- Govt plans to introduce a Shared Health Records (SHR) system in hospitals
- Under SHR system, patients will get unique digital IDs
- History of diseases, doctors' appointments, treatments will be stored in IDs
- Records will be shared across hospitals
- Online appointment system will be launched for patients
- Telemedicine activities will be strengthened
- The system will reduce irregularities in healthcare, ensure better services
- Health experts suggest inclusion of private hospitals in the SHR system
The government has planned to introduce Shared Health Records (SHR) – a digital record of a patient's health information shared between healthcare providers – in public hospitals across the country. The modernised system will reduce hassle for patients and doctors, as well as bring transparency and quality to healthcare services.
Under the proposed programme, a central database will be created for storing health information of patients. Each patient will get an identification number under which the patient's medical records – diseases, doctor's appointments and treatment history – will be stored digitally and this electronic data will be accessible by all hospitals at any time.
According to sources at the Directorate of General of Health Services (DGHS), the system has already been piloted in some hospitals. Now a project will be taken to introduce it in 623 hospitals at upazila and district levels across the country at an estimated cost of Tk1,770 crore.
The project proposal has already been sent to the Planning Commission for approval. Once approved, the project will be implemented in about two years, sources said.
Due to this central health record, a patient will not have to provide their history to doctors while visiting public hospitals for a second time, reducing the hassle for both the patient and the physician.
The DGHS believes that medical services will be available quickly and easily and the quality of services will improve.
According to the project proposal, this programme has already been successfully tested in 53 hospitals using an open-source software called OpenMRS+ (Open Medical Record System).
If this technology-based health system is introduced, the healthcare service sector will become corruption-free, as well as cost-effective, according to the proposal.
An online appointment system will be launched for patients based on their IDs. Also, digital health record system will help strengthen telemedicine activities, it says.
The proposal also mentions that necessary equipment will be procured and installed in government health institutions. Moreover, some 1,03,890 service providers will be trained. Along with this, 4,458 IT manpower will be recruited.
Health experts for inclusion of private hospitals in SHR
Dr Nizam Uddin Ahmed, a public health expert and CEO of the national digital health service Shastho Batayon, told The Business Standard, "If the health system is digitised, a central health database will be created from where people can get health services easily using their IDs. This can be easily done using the NIDs we have now. That way, patients won't need to bring prescriptions during hospital visits for a second or third time as their records will be available in the digital system."
He said, "If it is implemented, people's suffering and expenses will be reduced greatly."

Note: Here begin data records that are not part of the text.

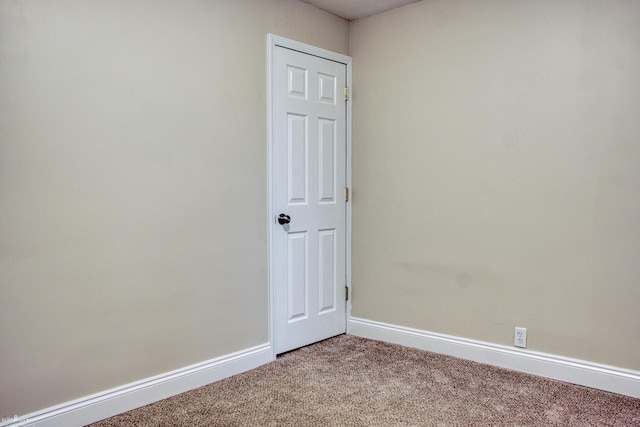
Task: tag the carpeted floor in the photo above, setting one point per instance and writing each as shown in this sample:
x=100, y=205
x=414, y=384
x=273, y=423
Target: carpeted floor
x=351, y=381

However, private hospitals should also be included in the central system as 70% of health services in the country are provided by the private sector. A combination of public and private sectors is essential for ensuring maximum services to patients, Nizam Uddin added.

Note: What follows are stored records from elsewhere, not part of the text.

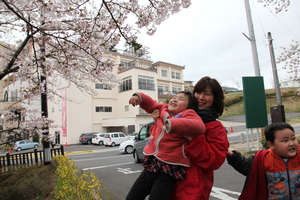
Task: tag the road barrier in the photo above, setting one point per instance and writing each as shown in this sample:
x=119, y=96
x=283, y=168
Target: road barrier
x=26, y=158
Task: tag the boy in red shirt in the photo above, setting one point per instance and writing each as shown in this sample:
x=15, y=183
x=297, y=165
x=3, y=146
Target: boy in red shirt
x=165, y=161
x=273, y=173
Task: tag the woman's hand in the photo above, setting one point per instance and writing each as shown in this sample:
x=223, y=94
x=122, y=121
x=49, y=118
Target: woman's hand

According to health experts, it is necessary to take steps to digitise private hospitals with their own funding in coordination with the DGHS.
Some individual initiatives have already been taken by some private hospitals. One such example is "Aalo Clinic". In this clinic, every step from patient registration to prescription and test report is computerised.
Once a patient is registered, doctors can easily view their previous treatment information to schedule follow-up or future appointments. All prescriptions made by doctors of Aalo Clinic are stored in a Cloud server.
Aalo Clinic has branches at Karail slum, Duaripara in Mirpur, Shyampur Industrial Area, Dhalpur in Jatrabari, Ershad Nagar in Tongi, and Tanbazar in Narayanganj.
Another pilot project under the Swedish International Development Cooperation Agency (Sida) and Unicef is underway to provide healthcare to Dhaka residents. The DGHS is also assisting in this.
Apart from this, the big private hospitals of the country have patient cards, which contain information about visiting patients.
Currently, around 65-67% of healthcare in the country is provided by the private sector. Public hospitals under the DGHS have 52,807 beds, while private hospitals registered with the DGHS have 90,587.